Monday, August 19, 2013
Amazing Water Skates
When I was a small boy, my parents would occasionally take me to a resort area of the Russian River, known as Cazadero. There were a number of small river beaches just off the highway, and a small tributary called Austin Creek, smaller than the Russian, which was slower and shallower and easy for wading and water play. One in particular access was in a wooded ravine, very idyllic, where we went a couple of times. There was hardly enough water to swim in, just to wade in, really, and there were small semi-stagnant backwater ponds filled with tadpoles and an insect which I found entirely fascinating, though frustratingly elusive. As I came to learn, it lived up to its name: Water Skate. But it had other names, all more or less tied to its amazing ability to skim over the surface of still water: Water Strider, Skimmer, Water Skooter or Skeeter, Water Spiders, etc.
When I first noticed these bugs, I wasn't sure what they were.
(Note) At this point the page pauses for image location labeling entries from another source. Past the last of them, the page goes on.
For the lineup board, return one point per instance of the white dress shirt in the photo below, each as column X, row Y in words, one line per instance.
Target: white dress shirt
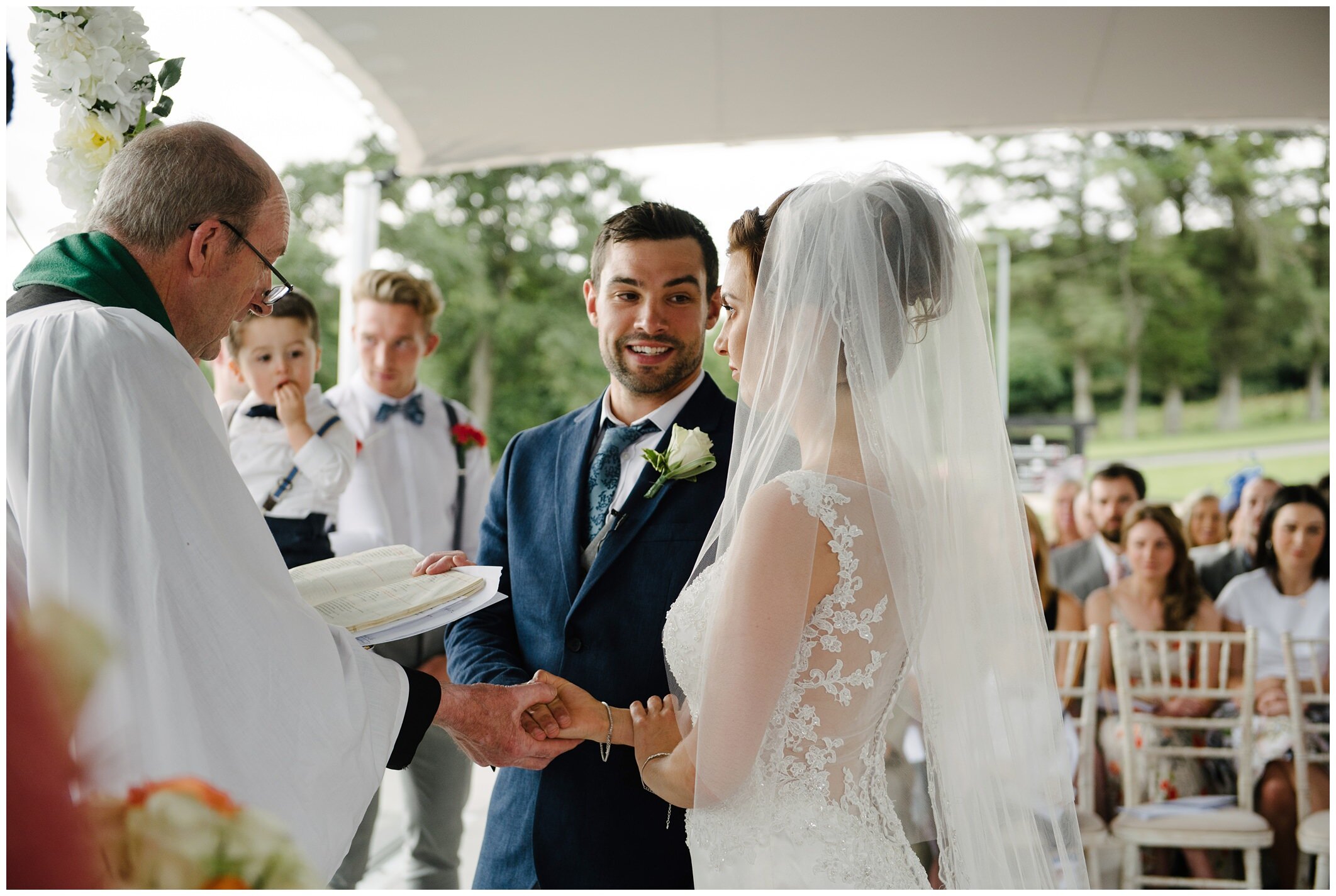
column 406, row 476
column 633, row 458
column 264, row 456
column 1252, row 600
They looked like insects, but they had a very flat dark grey body without much definition; what I noticed immediately was that they could flash across the surface of the water like lightning! I remember trying to approach them in very shallow pond water, in shade, but whenever I got close enough they'd zip away just out of my reach. They could move a yard or two in a fraction of a second, but they seemed entirely dry, as if they were floating. And yet, as I watched closely, their bodies didn't touch the water. The only parts of their bodies that touched the water were the ends of their legs, which were pointed, like long slim little twigs.
I'm not sure why I thought of these bugs today, but I decided to check out the Wikipedia entry for them, and learned a lot. These bugs belong to the family Gerridae, true bugs in the order of Hemiptera. They have proliferated into a number of species, over 1,700, and are found almost everywhere in fresh watercourses.
I think I probably suspected that there must be something malevolent about these bugs when I first saw them, but they also made me incurably curious. Like most boys, I enjoyed toying with small animals and insects, and these bugs seemed like the perfect toy. Could I catch them? I could not! They were too fast. If I splashed water on them, it didn't seem to affect them. They stayed dry! I wouldn't have understood then about the surface tension of water, which I would learn later in science classes in high school.
Common sense told me, even as a boy, that these bugs should be sinking in the water once they got wet. Wet things, even waterlogged insects, might float, but they wouldn't sit high and dry on the surface. How did they keep from getting wet, and how did they propel themselves across the surface? They only touched the water with the tiny tips of their legs, so why didn't their legs plunge into the water, instead of gliding on the top?
It turns out that these bugs have developed genetically something called Hydrofuge hairs all over their body, and there are several thousand hairs per square millimeter, which allows the bug literally to resist the molecular tension of the water surface. This, combined with a perfect balanced distribution of their body weight along their slender legs, allows them to float. This positioning atop the water surface is called an epipleustonic position, which gives the Water Skater its defining characteristic. The middle set of legs have developed a kind of rowing facility, which allows them to propel their bodies very rapidly across the surface, in large part because of the lack of friction made possible by being "dry" instead of wet. They literally skim across the surface, the way people do on skis over snow, by reducing the friction of the body's weight via the smooth, slippery surface of the ski over compressed snow.
There are a lot of other interesting facts about the Water Skate. They're carnivores, feasting on fallen insects, and can be cannibals as well. Some are born with usable wings, which allows them to fly to other habitat. Others have poor wings but are not subject to getting weighted down with superfluous wings. They can submerge without becoming water-logged, and pop back up.
Apparently they aren't harmful to humans or animals, though they carry certain parasites, and fish don't like the taste of them. Birds are their main predators. They're highly adaptive, which is how they have survived the millennia, and which also explains their considerable species variation. For all my intrepid hunting, I was never able to trap one, or even to kill one. It's been years since I thought about this bug, though I may have inadvertently noticed one while fishing over the last decade or so. When I'm fishing, I tend to be preoccupied with the fish, and the sort of bugs the fish seem to be interested in. Since trout don't like to eat Water Skaters, I just may have unconsciously not noticed them lately.